February 17, 2016
In order to distinguish himself from Hillary Clinton, Sanders will have to think bigger when it comes to diplomacy
With a major victory in New Hampshire, Bernie Sanders’ campaign now moves to the national stage. Sanders’ uncompromising focus on the rigged economy and inequality mobilized millions of young Americans, and even pulled Hillary Clinton’s economic policies to the left.
To win the nomination and the general election, however, Bernie Sanders also needs a progressive foreign policy platform that distinguishes him from Clinton and the Republican frontrunners.
His foreign policy must be based on three principles: non-aggression, détente and human rights.

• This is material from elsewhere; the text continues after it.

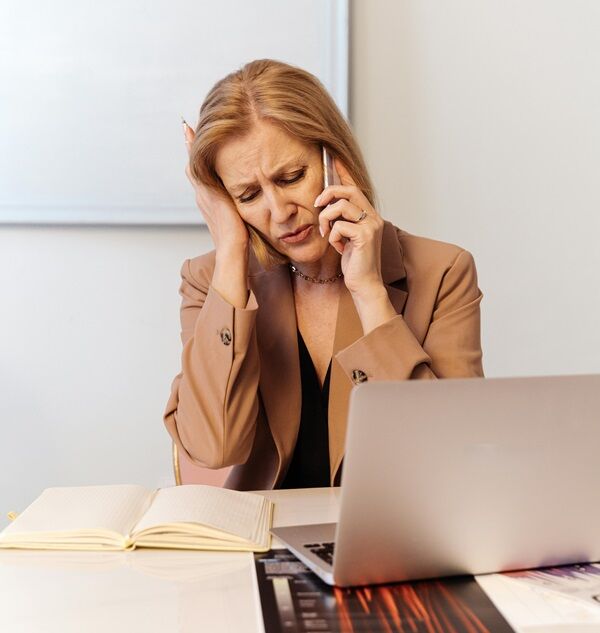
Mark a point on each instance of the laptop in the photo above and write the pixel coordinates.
(462, 476)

Sanders must distinguish himself from Hillary Clinton and others by presenting a platform that artfully combines the respect for other nations’ sovereignty with an unconditional support for human rights.

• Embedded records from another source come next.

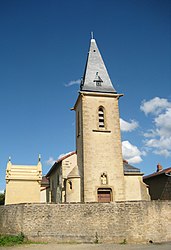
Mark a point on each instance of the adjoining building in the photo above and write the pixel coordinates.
(96, 171)
(23, 183)
(159, 183)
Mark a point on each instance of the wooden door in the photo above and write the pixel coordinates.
(104, 195)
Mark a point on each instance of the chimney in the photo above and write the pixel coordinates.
(159, 167)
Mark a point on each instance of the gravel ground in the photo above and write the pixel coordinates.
(53, 246)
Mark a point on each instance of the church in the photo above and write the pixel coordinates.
(96, 171)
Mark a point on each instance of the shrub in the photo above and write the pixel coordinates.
(11, 240)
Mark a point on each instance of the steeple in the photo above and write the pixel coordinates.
(96, 78)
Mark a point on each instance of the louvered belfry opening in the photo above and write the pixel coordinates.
(101, 118)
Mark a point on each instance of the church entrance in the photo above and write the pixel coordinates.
(104, 194)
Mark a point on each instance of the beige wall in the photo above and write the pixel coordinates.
(73, 193)
(99, 150)
(23, 183)
(22, 191)
(135, 189)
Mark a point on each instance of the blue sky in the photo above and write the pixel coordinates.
(43, 50)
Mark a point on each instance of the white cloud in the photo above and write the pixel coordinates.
(154, 106)
(159, 137)
(163, 123)
(74, 82)
(163, 152)
(62, 155)
(128, 126)
(131, 153)
(50, 161)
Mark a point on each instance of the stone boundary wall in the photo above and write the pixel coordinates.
(137, 221)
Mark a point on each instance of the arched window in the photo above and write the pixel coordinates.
(101, 117)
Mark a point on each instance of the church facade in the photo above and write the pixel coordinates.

His foreign policy platform must echo the principles and values that have made the United States an exemplary nation for millions around the world, while dispelling its long legacy of foreign interventions and human rights violations abroad.
The Sanders campaign needs to unequivocally reject the regime change doctrine and the United States’ overt and covert interventions in other parts of the world.

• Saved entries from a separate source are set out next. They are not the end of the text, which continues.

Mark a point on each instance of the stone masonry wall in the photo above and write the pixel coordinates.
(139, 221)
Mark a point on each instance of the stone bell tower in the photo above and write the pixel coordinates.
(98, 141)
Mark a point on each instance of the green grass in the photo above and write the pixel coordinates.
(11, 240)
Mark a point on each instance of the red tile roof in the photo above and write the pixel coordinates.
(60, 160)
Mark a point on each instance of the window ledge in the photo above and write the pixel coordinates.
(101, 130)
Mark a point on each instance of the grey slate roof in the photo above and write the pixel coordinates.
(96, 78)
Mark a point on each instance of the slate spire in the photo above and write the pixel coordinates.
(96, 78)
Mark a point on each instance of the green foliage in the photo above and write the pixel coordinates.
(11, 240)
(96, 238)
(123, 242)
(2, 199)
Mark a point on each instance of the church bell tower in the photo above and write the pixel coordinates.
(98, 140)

This is particularly crucial in the Muslim world, where past interventions have resulted in millions of deaths, unending violence and growing displacement.
Bernie Sanders’ career opposition to regime change as a centerpiece of his foreign policy was absent in the recent debate hosted by MSNBC.
It resurfaced in much greater detail in his answers during the PBS debate on February 11th, but typically he has focused instead on more generic calls for coalitions.
“So I would say that the key doctrine of the Sanders administration would be no, we cannot continue do it alone, we need to work in coalition,” Sanders said, for example, in the MSNBC debate.
Even George W. Bush or Dick Chaney would not disagree with this doctrine. The disastrous war in Iraq was carried out by the “coalition of the willing,” however small it might have been.
But building coalitions cannot be the basis of a progressive foreign policy doctrine. Opposing regime change can. That is what separates Sanders from the other candidates for the White House.
Sanders will be best advised to reemphasize his opposition to the Iraq War as an example of his unequivocal rejection of the regime change doctrine.
Détente is the second pillar of the progressive foreign policy for Bernie Sanders. Coupled with the principle of non-aggression, detente can reduce tension and the potential for war.
President Obama’s rapprochement to Iran and Cuba are useful examples of starting points for the Sanders’ campaign. Talking to Iran and establishing a line of diplomatic communications resulted in a historic deal that avoided yet another devastating war.